BUS 308 Week 3 Lecture 3
This lecture focuses on the Chi Square, how to set-up the data tables and how to conduct the Chi Square tests on distributions. All the chi square related functions are found in the fx or Formulas list. None of these are found in the Data Analysis tab.
The chi square test compares the actual or observed count distribution across groups (such as how many in each grade) against an expected distribution. We will see that different ways exist to define what this expected distribution is.
Chi Square Tests
With the Chi Square tests, we are going to move from looking at population parameters, such as means and standard deviations, and move to looking at patterns or distributions. Generally, when looking at distributions and patterns we will create groups within our variable of interest. For example, the variable grades is already divided into 6 groups. The Compa-ratio range could be divided into quartiles (4 groups); etc. Most variables can be subdivided this way.
The Chi Square distribution then examines the differences between what we see (actual counts per group) and what we expect in each group. Once we have these two counts, the actual calculation of the Chi Square statistic is:
∑ (Observed count – Expected count)^2/(Expected count).
This is simply the sum (∑) of the squared differences between what we saw and what we expected) divided by our expected count. The expected values are obviously critical to outcomes with this test, and they can be developed in several different ways if they are not already known. These approaches depend upon the complexity of the situation and will be discussed below.
First, we will determine if the compa-ratios are evenly distributed in the quartiles; in theory, a compa-ratio generally ranges from .8 to 1.2; this range is the most typical found in companies. A second example will be closer to the question asked in the assignment.
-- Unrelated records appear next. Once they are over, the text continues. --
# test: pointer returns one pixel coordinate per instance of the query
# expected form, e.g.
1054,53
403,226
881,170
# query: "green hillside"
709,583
We will look at if the males and females are distributed in a pyramid shape – most in the lower grades, and fewer and fewer in the higher grades – typical of a hierarchical company pyramid shape.
Both of these tests will use counts (how many) rather than the measurements (how much) we have been using to date.
The Chi Square tests use the difference between an actual distribution/counts and an expected distribution to reach decisions on the similarity or difference in patterns. One of the simplest examples of when to use this test is in testing the “fairness” of a single 6-sided die (half of a pair of dice). Over the long run, if we tossed it a “lot of times” we would expect to see each of the 6 numbered faces show up the same number of times. Of course, over a somewhat smaller number of tosses, say 60, we would not expect to see exactly the same number for each face, but would expect the counts to be close. Comparing the actual counts of how many times each face number showed with the expected count of 10 (which equals the number of tosses in out sample of 60 divided by the number of possible outcomes or groups which equal 6) for each face, would give us our answer on whether the die was fair or biased.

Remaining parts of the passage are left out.